The conflicts result in large numbers of children being affected, including suffering psychological trauma, being orphaned, wounded or even killed, especially in India’s north-east and highly-militarised Manipur. Child soldiers are also used in the states of Jammu and Kashmir, Assam, Nagaland, Meghalaya, Tripura, Sikkim, Karnataka and Andhra Pradesh, by both the state and anti-state groups. Children are often recruited from tribal communities, as these are frequently located in conflict zones. In anti-state militias, girls are reportedly being used for sexual gratification. A common strategy used by both sides to these conflicts is to recruit children aged around 14, as their age can easily be covered up.

The situation in Chhattisgarh State is of particular concern. State-sponsored militias usually recruit children by promising them future jobs with the State police department. A paramilitary group called the Salwa Judum also employs children as ‘Special Police Officers’. The Naxalites also have a child soldiers’ wing, called the Bal Mandal (or Child Forum).

In 2004, the UN Committee on the Rights of the Child urged the Indian government to ensure investigations into allegations of the use of child soldiers in the State of Jammu and Kashmir and India’s north-eastern states.


International and National Framework in India on Children in armed conflicts

International Framework

The UN CRC contains several articles that specifically refer to this issue, namely article 38 on armed conflict and article 39 on the rehabilitative care of child victims of armed conflicts.

The Optional Protocol on the Involvement of Children in Armed Conflict (2002) outlaws the involvement of children under age 18 in hostilities.
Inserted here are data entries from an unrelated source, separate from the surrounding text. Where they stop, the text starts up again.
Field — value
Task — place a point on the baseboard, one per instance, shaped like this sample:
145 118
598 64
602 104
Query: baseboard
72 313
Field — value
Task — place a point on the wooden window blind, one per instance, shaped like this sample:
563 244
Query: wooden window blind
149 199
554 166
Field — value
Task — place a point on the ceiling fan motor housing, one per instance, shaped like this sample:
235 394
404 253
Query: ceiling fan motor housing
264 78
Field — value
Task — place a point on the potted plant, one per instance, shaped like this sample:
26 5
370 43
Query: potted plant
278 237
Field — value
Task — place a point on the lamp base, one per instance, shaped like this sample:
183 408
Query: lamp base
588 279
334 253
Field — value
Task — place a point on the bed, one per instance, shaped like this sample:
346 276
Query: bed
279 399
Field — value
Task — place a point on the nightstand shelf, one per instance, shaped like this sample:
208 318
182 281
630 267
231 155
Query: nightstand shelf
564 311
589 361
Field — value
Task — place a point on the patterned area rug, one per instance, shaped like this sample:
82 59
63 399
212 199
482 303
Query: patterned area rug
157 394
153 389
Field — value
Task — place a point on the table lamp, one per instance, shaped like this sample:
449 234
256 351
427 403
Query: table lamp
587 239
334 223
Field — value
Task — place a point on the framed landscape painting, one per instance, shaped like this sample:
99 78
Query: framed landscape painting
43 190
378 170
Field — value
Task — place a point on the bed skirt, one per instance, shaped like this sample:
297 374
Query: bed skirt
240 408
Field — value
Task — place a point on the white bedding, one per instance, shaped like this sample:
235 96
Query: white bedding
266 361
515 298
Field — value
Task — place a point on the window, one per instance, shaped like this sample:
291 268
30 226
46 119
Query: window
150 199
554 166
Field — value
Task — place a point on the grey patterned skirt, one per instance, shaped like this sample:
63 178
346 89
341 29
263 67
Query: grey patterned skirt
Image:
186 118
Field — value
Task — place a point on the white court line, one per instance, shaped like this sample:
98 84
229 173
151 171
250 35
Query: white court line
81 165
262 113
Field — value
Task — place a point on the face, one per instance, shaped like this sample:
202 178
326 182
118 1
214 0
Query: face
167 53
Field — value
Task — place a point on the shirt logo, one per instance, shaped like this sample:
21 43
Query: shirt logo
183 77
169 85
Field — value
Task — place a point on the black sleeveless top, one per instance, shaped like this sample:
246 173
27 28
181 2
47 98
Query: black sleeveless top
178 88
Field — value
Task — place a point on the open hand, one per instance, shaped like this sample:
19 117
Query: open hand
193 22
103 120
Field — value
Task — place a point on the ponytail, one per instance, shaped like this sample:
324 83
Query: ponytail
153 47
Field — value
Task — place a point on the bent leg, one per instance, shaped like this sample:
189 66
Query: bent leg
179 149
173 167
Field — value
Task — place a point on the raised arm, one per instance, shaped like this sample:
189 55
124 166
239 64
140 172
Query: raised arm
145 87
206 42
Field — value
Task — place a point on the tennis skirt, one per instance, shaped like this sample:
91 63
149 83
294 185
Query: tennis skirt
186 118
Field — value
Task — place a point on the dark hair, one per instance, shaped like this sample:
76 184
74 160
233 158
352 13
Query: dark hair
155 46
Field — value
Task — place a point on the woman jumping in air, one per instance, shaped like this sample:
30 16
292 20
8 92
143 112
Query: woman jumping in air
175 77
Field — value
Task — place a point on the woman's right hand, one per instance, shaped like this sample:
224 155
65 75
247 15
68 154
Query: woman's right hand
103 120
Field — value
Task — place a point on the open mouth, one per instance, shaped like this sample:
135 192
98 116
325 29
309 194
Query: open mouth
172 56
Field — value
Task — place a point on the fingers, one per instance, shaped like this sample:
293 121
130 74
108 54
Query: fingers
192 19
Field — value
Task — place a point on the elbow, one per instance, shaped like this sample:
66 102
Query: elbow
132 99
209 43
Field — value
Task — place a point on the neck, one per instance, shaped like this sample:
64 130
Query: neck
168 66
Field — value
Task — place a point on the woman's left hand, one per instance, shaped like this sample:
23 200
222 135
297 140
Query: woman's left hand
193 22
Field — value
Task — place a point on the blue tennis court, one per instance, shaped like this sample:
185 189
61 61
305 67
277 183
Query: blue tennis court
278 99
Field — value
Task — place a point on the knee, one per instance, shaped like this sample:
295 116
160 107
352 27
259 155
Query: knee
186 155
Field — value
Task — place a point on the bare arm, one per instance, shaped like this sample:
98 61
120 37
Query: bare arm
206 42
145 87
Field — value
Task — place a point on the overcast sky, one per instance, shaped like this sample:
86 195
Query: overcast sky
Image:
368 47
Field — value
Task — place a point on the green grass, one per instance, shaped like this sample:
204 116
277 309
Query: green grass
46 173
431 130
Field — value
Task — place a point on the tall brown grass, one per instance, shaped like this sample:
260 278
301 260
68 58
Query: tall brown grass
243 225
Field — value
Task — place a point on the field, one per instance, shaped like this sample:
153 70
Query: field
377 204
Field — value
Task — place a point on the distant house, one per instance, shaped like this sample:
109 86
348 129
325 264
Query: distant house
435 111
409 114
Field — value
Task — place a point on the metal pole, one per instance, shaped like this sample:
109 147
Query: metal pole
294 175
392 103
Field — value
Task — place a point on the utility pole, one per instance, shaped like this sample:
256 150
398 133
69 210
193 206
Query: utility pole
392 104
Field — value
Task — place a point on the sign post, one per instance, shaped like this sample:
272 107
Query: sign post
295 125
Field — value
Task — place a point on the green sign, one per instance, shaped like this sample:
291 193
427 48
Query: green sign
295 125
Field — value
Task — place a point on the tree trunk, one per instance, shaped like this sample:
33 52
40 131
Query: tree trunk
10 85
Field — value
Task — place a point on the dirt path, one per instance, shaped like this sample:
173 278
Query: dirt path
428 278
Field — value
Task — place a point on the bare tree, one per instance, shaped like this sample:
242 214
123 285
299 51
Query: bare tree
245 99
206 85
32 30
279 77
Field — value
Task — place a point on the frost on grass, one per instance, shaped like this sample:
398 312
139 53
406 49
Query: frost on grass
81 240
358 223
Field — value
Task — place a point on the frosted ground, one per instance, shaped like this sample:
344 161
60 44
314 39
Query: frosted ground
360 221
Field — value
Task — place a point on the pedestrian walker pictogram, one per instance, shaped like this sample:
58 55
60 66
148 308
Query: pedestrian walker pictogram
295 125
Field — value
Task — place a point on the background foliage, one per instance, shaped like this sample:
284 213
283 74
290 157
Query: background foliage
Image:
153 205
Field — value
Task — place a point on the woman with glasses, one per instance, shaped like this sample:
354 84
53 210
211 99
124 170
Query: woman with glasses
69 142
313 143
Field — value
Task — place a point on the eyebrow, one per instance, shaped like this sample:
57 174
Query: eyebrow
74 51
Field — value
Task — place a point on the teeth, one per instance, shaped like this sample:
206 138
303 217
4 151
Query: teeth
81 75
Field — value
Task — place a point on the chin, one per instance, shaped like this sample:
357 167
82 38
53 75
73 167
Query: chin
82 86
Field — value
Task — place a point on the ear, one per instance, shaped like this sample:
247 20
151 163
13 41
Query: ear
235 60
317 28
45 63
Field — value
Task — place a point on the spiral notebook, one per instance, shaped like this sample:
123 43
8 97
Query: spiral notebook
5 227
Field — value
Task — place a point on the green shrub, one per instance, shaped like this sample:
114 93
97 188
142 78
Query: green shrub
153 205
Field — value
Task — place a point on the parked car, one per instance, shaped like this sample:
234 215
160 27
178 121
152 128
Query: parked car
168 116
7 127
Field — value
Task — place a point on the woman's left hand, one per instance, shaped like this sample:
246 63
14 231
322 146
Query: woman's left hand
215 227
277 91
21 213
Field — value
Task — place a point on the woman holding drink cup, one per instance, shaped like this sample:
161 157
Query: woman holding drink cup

As well as requiring States to raise the age of compulsory recruitment and direct participation in conflict to 18, the Optional Protocol requires States parties to raise the minimum age for voluntary recruitment beyond the current minimum of 15.

Humanitarian Law

The principles and provisions to protect children in armed conflict are laid out in the Geneva Conventions (1949) and their Additional Protocols (1977), the Convention on the Rights of the Child (1989) and its Optional Protocol on the involvement of children in armed conflict (2000), and the Rome Statute (1998) of the International Criminal Court.

More information on these Convention and Protocols: www.icrc.org

National Framework

- The Juvenile Justice (Care and Protection) Act 2000 deals with children in need of care and protection. According to 2 (d), a “child in need of care and protection” means a child who is victim of any armed conflict, civil commotion or natural calamity.